Na torre, entre os homens de armas, havia um sentimento coletivo de imbecilidade que eu

compartilhava. Os Ilhéus driblavam os nossos navios de patrulha com facilidade e nunca

caíam nas nossas armadilhas. Atacavam sempre onde estivéssemos em menor número e mais

desprevenidos. O mais afrontado de todos era Veracidade, pois a ele cabia a tarefa de

defender o reino desde o momento em que Cavalaria tinha abdicado. Nas tabernas, eu ouvia

murmúrios de que, desde que ele tinha perdido o bom conselho do irmão mais velho, tudo ia

de mal a pior. Ninguém ainda falava contra Veracidade, mas era perturbador que ninguém

falasse com convicção a seu favor também.

Aos meus olhos de criança, os ataques dos Ilhéus pareciam algo distante, que não me

atingiam pessoalmente. É claro que era algo ruim, e eu sentia pena, de um jeito meio vago, dos

aldeões daquelas casas queimadas e saqueadas. Mas, com exceção do que acontecia em Torre

do Cervo, eu tinha pouca compreensão de toda vigilância e do medo constante que os outros

portos tinham de suportar, e das agonias dos aldeões que a cada ano tinham de reconstruir os

povoados, apenas para verem o resultado dos seus esforços arder no ano seguinte. Não sabia

disso naquela época, mas minha inocência ignorante não seria mantida por muito tempo.

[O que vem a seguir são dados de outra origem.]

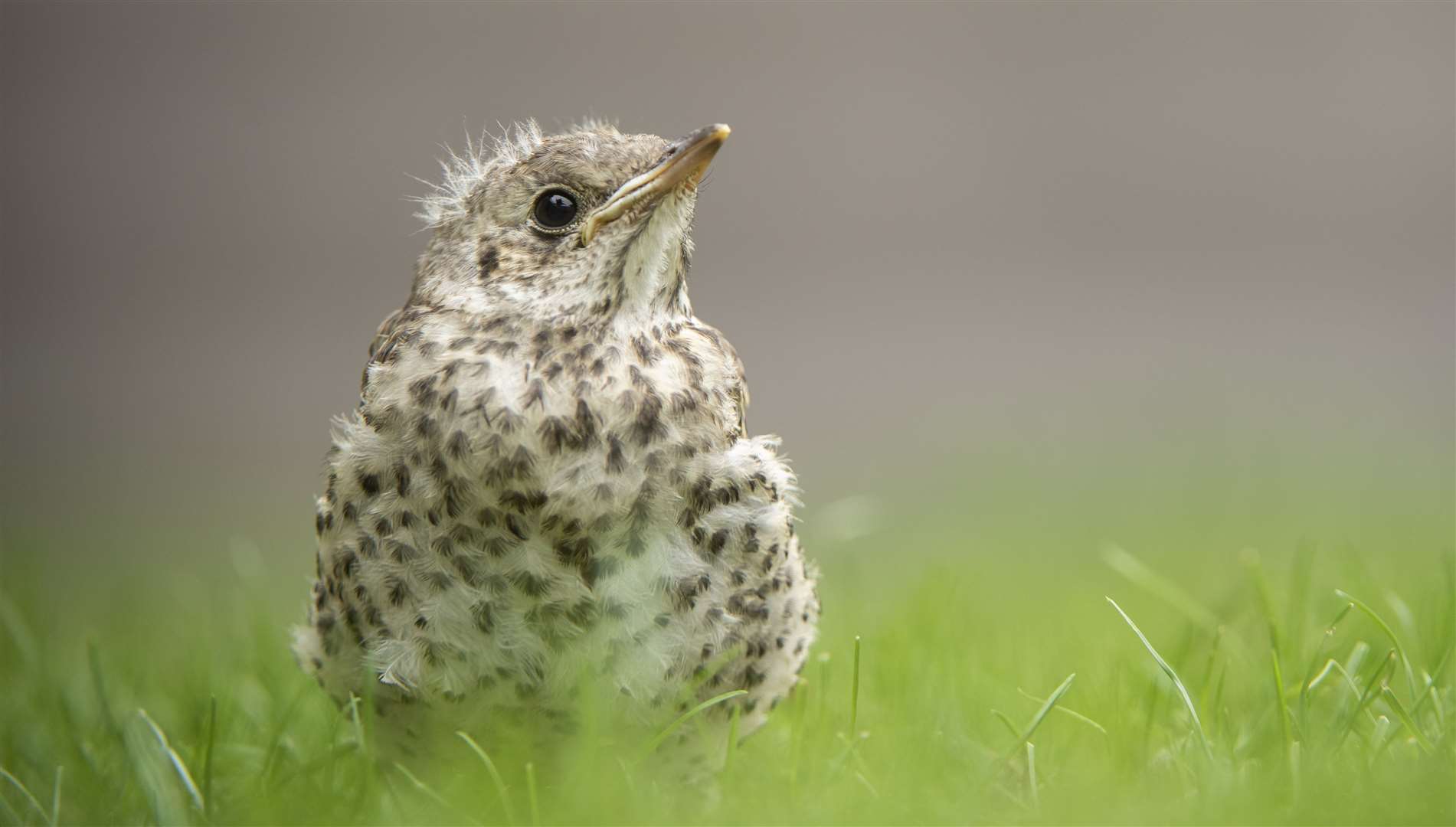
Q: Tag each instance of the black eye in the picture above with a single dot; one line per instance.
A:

Numa manhã, fui até Bronco para a minha “aula”. Para falar bem a verdade, costumava

gastar tanto tempo tratando dos animais e treinando potros, quanto sendo ensinado. Em grande

parte, eu tinha tomado o lugar de Garrano nas baias, enquanto este tinha se tornado o rapaz do

estábulo e tratador de cães de Majestoso, mas, nesse dia, para minha surpresa, Bronco me

levou ao andar de

cima, no seu quarto, e sentou-se comigo à mesa. Receei ter de passar uma manhã entediante

consertando arreios.

– Vou te ensinar boas maneiras hoje – anunciou Bronco subitamente.

Havia um tom de dúvida na voz dele, como se não acreditasse na minha capacidade em

aprender esse tipo de coisa.

– Com os cavalos? – perguntei, incrédulo.

– Não. Essas você já tem. Com as pessoas. À mesa e depois, quando as pessoas se sentam e

falam umas com as outras. Esse tipo de boas maneiras.